Apart from feeling that my companions had perhaps mistaken courage for complacency – Zimbabweans being a stoic breed – their optimism nagged away at me for hours. But it wasn’t until my Irish companion, who had recently bolted back to her own country after living for 12 years in crime-ravaged Johannesburg, announced that she felt perfectly safe in Harare (once she’d realized that mad, bad Bob wasn’t going to pounce out of the tropical shrubbery) that I wondered if what the two were observing was not hope but, paradoxically, peace. Except for political activists, among them white farmers, people with dollars in their pockets aren’t physically endangered in Zimbabwe, which is perhaps why my friends could see Harare’s wide verandahs crammed with opportunities that don’t exist in the skeletal city.
After all, living in uber-violent South Africa entails the sort of fear that can wear you down to a quivering wreck, draining the trust that nurtures optimism and making you amenable to the pared-down promise of Harare. Life in Johannesburg involves the scariest of numbers games: sooner or later, bloody crime is going to strike you personally. Whereas in Zimbabwe, you’re extremely unlikely to be apprehended at gunpoint, never mind tied up and gagged whilst being burnt raw with an electric iron. Your cellphone might be snatched or your car driven off by whispering thieves at midnight, but nobody wants you dead unless you’re plotting to topple the government.
Quite why there is relatively little non-political violence up north is unclear. South Africa may be living with the consequences of a particularly brutal history yet Zimbabwe endured a full-on war. Both countries are bordered by states in which armed conflict raged for decades and guns became ruinously cheap. The police are more efficient at combating crime in the former British colony than their counterparts down south. And Zimbabweans in all sectors are much better educated than South Africans, with a resultant tendency towards mental rather than muscular dialogue.
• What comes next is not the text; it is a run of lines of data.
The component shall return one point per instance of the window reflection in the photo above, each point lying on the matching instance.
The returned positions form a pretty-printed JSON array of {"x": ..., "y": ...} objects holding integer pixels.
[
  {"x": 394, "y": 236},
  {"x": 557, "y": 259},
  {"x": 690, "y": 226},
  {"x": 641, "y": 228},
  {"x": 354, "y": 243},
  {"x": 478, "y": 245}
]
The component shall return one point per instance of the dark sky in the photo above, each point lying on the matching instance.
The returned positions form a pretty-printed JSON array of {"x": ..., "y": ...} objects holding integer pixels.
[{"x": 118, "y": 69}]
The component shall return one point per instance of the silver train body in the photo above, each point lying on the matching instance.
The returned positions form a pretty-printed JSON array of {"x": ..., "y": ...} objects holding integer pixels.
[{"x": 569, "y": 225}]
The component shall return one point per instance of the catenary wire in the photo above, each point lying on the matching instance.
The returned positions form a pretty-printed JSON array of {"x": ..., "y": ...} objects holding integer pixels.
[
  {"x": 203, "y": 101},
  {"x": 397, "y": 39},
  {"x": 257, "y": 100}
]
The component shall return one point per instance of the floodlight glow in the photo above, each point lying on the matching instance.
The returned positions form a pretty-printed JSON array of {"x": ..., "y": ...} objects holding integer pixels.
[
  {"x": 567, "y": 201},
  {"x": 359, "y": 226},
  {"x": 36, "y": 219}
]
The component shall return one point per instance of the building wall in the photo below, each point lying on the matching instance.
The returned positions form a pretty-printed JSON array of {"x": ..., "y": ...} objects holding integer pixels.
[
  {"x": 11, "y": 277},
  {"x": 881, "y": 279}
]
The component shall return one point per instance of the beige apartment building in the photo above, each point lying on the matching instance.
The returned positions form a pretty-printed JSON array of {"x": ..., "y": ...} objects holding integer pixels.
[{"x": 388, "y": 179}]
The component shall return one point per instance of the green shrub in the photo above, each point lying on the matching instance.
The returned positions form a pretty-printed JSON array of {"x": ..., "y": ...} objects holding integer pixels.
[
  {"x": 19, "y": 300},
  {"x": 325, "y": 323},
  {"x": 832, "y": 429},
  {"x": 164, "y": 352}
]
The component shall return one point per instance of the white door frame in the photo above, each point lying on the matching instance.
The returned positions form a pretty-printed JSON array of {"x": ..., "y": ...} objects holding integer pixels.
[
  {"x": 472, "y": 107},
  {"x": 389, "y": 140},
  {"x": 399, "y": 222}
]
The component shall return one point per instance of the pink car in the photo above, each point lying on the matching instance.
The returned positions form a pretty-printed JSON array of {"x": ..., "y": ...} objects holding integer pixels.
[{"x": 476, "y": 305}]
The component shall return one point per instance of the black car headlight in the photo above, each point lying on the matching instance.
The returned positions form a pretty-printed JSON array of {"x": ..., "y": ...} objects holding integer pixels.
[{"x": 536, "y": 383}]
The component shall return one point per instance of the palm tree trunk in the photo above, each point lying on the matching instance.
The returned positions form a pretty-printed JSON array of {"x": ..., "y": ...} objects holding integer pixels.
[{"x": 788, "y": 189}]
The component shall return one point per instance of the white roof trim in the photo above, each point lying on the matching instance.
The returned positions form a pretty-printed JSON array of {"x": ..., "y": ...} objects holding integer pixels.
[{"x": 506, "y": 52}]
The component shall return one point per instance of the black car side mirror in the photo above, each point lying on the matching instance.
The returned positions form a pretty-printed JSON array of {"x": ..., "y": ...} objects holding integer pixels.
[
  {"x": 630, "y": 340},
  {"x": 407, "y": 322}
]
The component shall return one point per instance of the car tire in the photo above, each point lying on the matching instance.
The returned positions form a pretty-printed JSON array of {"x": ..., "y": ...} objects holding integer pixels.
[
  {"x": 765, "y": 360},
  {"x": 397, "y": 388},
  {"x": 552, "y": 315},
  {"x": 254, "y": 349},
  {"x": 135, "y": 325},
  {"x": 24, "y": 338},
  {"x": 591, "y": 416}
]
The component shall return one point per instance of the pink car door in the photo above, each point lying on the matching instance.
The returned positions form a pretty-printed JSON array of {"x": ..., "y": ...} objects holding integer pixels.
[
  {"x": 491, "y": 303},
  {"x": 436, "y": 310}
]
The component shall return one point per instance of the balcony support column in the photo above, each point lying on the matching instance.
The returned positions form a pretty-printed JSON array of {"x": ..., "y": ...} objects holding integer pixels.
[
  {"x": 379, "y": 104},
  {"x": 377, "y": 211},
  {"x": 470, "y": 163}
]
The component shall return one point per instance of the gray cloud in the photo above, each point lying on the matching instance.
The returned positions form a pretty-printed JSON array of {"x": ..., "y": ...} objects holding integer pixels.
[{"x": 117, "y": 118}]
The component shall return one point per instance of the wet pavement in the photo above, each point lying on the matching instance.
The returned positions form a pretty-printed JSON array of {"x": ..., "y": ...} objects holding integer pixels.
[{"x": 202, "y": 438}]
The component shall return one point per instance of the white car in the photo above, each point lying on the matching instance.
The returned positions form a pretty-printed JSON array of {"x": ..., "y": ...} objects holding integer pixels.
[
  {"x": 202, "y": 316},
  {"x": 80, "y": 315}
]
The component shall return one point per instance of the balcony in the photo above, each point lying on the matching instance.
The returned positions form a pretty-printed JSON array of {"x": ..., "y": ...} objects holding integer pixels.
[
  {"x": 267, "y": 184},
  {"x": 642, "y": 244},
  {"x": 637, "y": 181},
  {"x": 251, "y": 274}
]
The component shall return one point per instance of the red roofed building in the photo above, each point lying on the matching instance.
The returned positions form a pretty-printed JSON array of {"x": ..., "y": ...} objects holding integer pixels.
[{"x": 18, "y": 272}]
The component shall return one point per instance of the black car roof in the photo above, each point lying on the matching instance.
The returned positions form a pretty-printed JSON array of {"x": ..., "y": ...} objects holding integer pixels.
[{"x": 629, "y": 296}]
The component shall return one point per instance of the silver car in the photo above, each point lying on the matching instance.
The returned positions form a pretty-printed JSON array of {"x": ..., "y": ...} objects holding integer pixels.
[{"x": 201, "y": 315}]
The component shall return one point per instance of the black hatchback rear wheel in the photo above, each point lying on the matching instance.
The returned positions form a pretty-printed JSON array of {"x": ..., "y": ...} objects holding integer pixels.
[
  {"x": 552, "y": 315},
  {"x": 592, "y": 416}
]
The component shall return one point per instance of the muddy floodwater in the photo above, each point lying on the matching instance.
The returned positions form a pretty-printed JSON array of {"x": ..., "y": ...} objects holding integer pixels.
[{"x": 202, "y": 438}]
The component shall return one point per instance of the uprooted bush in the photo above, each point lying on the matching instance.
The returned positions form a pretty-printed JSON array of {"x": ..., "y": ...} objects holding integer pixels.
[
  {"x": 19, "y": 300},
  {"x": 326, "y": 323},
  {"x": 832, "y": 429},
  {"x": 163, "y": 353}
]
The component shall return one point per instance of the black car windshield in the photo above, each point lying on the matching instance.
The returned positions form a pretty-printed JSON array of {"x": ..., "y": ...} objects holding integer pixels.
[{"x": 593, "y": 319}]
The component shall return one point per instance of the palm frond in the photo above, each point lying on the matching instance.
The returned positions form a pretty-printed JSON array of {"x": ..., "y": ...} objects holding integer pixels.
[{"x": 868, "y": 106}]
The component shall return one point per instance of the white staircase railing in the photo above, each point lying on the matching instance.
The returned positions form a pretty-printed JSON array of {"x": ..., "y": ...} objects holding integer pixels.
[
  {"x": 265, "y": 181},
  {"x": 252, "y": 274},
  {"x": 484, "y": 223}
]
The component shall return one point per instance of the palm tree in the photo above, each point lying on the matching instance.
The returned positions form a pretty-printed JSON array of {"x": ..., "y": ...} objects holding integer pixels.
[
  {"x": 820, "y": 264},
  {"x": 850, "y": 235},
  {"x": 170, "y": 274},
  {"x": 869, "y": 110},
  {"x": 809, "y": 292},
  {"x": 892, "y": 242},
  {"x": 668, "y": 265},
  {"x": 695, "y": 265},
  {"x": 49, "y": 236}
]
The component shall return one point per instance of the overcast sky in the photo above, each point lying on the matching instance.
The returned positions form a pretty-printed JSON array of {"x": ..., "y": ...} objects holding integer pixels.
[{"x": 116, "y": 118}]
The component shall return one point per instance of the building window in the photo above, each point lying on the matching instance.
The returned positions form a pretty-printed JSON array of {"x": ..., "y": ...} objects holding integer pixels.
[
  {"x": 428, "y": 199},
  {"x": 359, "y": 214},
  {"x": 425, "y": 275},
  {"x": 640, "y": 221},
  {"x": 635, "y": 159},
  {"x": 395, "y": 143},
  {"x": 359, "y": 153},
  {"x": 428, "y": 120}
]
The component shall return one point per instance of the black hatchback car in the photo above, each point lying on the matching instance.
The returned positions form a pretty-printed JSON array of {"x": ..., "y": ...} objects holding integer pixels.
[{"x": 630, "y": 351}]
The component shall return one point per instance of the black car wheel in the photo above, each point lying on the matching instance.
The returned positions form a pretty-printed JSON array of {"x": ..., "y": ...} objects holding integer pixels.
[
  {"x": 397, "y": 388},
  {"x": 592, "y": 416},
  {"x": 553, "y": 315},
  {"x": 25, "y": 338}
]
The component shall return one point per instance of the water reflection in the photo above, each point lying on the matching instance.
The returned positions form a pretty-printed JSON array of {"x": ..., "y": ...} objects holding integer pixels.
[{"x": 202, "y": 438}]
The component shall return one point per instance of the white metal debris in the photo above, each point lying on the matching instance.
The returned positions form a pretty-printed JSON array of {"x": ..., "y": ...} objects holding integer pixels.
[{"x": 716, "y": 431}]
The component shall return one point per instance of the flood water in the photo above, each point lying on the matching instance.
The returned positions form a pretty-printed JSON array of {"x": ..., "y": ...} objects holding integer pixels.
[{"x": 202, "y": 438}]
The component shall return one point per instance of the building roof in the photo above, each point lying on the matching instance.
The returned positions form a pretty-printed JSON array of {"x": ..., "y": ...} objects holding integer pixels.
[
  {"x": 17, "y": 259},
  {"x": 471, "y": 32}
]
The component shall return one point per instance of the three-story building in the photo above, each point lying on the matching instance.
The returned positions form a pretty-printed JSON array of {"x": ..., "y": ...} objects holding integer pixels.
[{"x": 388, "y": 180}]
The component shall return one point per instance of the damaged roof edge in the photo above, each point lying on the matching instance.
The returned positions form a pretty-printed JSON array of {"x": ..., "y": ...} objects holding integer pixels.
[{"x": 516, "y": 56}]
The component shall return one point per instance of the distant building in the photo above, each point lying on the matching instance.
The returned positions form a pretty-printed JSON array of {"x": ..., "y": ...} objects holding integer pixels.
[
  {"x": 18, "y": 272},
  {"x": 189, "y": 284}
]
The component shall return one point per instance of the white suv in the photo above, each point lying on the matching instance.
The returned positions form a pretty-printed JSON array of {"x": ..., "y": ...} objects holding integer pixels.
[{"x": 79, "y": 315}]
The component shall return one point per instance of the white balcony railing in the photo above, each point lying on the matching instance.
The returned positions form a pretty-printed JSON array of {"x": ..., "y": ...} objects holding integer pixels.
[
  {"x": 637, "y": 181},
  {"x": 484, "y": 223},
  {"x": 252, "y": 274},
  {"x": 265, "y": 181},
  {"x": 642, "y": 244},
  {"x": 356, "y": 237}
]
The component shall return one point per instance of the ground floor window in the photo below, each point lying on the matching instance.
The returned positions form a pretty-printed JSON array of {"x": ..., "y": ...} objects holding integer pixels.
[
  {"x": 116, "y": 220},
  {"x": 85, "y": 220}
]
What struck me as a possible explanation of the hopeful perceptions was Mugabe’s educational legacy. His beleaguered nation’s literacy rate, though lately threatened, is in the mid-90s – Africa’s highest. There is as a result a straight-backed confidence in Zimbabweans, even when they’re down and supposedly defeated. It could be described as pride or hope but, more than that, their attitude recalls what Winston Churchill said of wartime Britain: “If you are going through hell, keep going.”
Everyone you talk to in Harare seems to have migrated beyond grievance mode to the deeper resilience I suspect my friends could see shining through the gloom. That admirable quality plus time – Africa’s most abundant commodity – is guiding Zimbabweans through the abyss and persuading doubters like me to invest in the country.